Lama kami berbincang – bincang, dapat disimpulkan bahwa warga di sana trauma dengan apa yang mereka pernah alami. Dari RT 02/01 sampai RT 09/01, ternyata permasalahannya sama. Warga di sana mengira bahwa kami ini adalah Sales Man, Tukang Hipnotis bahkan sindikat pencurian anak. Sebab warga di sana telah berulang kali mengalami hal yang tidak menyenangkan. Mulai dari pencurian, penipuan bahkan penculikan. Itu menjadi sebab kenapa kami sulit untuk mengajak warga di sana mengobrol.
Informasi yang kami dapatkan cukup membantu. Kami lanjutkan penelusuran kami ke rumah–rumah warga. Sampailah kami di satu rumah. Ukurannya kecil, berdindingkan papan, dan beralaskan semen. Kriteria yang cocok dengan rumah berdaya 450 VA. Kami temui penghuninya dan disambut baik. Kami pun berbincang – bincang.
Satu jam lamanya kami berbincang, ada yang kami rasa ganjil. Pemilik rumah itu selalu menanyakan permasalahan yang dialami oleh pengguna daya 900 VA. Kemudian saya tanyakan daya yang digunakan rumah itu. Astaga ! Ternyata selama lebih dari 1 jam itu kami mewawancarai pemilik rumah daya 900 VA. Tidak sesuai target, kami akhiri perbincangan itu dan beranjak pergi dengan alasan untuk ke rumah warga lainnya.

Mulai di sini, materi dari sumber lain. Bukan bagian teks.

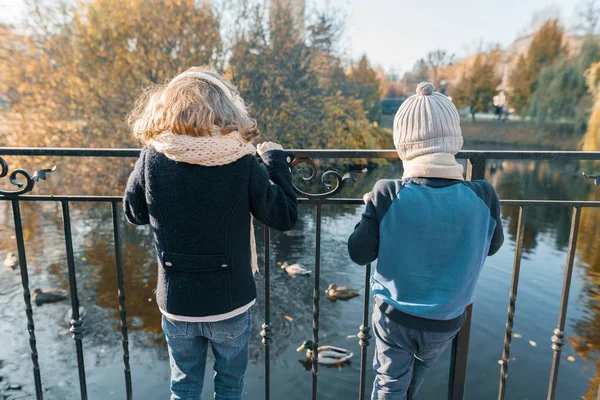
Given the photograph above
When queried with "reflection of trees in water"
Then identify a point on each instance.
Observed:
(140, 277)
(517, 180)
(586, 341)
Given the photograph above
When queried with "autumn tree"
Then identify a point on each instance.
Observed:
(390, 84)
(591, 140)
(478, 83)
(436, 61)
(364, 84)
(419, 73)
(562, 92)
(588, 15)
(278, 72)
(546, 46)
(72, 78)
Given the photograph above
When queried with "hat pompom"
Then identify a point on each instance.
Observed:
(425, 89)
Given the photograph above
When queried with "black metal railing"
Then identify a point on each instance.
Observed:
(334, 182)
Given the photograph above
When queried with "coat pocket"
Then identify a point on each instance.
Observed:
(198, 285)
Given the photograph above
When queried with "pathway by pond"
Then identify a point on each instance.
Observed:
(546, 239)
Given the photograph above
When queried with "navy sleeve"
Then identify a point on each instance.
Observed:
(498, 237)
(134, 200)
(363, 244)
(486, 192)
(272, 198)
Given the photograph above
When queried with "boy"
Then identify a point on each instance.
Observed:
(431, 232)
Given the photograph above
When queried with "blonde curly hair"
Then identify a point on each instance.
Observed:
(193, 107)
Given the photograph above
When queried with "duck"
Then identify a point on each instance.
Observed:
(47, 296)
(294, 233)
(594, 178)
(295, 269)
(335, 292)
(11, 261)
(328, 355)
(69, 314)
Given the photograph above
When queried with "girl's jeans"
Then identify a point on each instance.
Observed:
(402, 357)
(188, 344)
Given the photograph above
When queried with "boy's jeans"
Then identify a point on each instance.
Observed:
(402, 356)
(188, 344)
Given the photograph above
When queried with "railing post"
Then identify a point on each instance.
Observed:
(364, 334)
(77, 327)
(316, 298)
(559, 337)
(27, 297)
(460, 345)
(266, 331)
(512, 304)
(121, 293)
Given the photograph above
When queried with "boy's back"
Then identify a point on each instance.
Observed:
(431, 237)
(431, 233)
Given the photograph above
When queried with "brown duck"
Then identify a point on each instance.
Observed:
(335, 292)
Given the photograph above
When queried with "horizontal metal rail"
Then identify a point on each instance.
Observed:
(476, 163)
(335, 200)
(315, 154)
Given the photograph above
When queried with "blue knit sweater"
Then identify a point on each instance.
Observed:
(431, 238)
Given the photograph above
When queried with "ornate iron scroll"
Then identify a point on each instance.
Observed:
(39, 175)
(332, 180)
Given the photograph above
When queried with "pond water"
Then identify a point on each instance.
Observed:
(545, 241)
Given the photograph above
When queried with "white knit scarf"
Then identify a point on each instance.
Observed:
(208, 151)
(435, 165)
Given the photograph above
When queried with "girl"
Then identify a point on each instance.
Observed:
(197, 183)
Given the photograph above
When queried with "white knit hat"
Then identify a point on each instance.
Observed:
(426, 123)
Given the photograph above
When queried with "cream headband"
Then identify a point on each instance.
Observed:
(236, 100)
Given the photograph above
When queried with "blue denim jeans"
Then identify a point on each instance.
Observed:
(188, 345)
(402, 357)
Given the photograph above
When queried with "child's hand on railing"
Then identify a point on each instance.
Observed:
(366, 197)
(262, 148)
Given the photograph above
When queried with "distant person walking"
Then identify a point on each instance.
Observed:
(499, 107)
(431, 232)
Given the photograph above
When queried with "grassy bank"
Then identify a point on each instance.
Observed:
(514, 135)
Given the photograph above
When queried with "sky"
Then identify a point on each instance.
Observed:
(396, 33)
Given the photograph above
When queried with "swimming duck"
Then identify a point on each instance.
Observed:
(294, 233)
(328, 355)
(11, 261)
(340, 292)
(47, 296)
(295, 269)
(69, 314)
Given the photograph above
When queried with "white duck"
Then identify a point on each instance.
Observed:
(295, 269)
(11, 261)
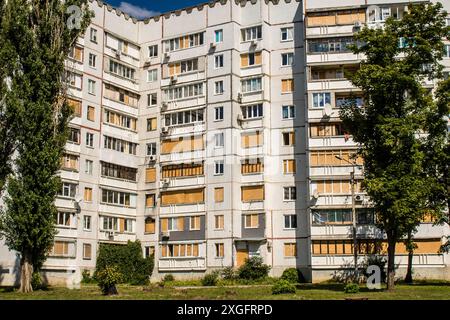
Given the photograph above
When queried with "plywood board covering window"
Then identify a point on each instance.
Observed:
(252, 193)
(250, 140)
(150, 174)
(192, 196)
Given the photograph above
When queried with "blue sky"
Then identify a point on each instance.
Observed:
(146, 8)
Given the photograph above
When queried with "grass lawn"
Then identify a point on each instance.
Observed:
(419, 290)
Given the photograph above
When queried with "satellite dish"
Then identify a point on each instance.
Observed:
(327, 110)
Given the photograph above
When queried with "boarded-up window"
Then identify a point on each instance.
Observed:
(252, 193)
(87, 251)
(290, 249)
(254, 139)
(289, 166)
(287, 85)
(219, 222)
(218, 194)
(150, 174)
(91, 113)
(88, 194)
(182, 197)
(149, 225)
(250, 166)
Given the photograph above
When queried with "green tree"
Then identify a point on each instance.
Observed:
(35, 40)
(398, 111)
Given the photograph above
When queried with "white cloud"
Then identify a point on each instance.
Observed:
(136, 11)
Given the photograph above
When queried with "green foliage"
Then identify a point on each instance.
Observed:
(351, 288)
(293, 275)
(283, 286)
(210, 279)
(107, 279)
(135, 269)
(253, 269)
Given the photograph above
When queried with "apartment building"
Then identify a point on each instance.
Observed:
(210, 134)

Setelah pergi dari rumah itu, kami evaluasi diri. Agar kesalahan di rumah itu tidak terjadi lagi. Tidak tertipu lagi dengan tampilan fisik rumah. Kami susun strategi baru.
Hujan membasahi tubuh. Kami putuskan untuk pulang ke penginapan. Mas Jindan bertanya bagaimana survey pertamanya. Beliau pun hanya tertawa mendengar apa yang telah kami alami. Mas Jindan menyarankan kami untuk pergi ke salah satu rumah. Dekat dengan penginapan. Rumah Abdul Rosid. Penjual mi ayam di RT 02/01. Kami kunjungi dan wawancarai salah satu penghuninya, yaitu anak perempuan dari Bapak Abdul Rosid. Dalam wawancara itu, diketahui bahwa memang sering terjadi aksi penipuan, pencurian, dan penculikan dengan motif–motif tertentu.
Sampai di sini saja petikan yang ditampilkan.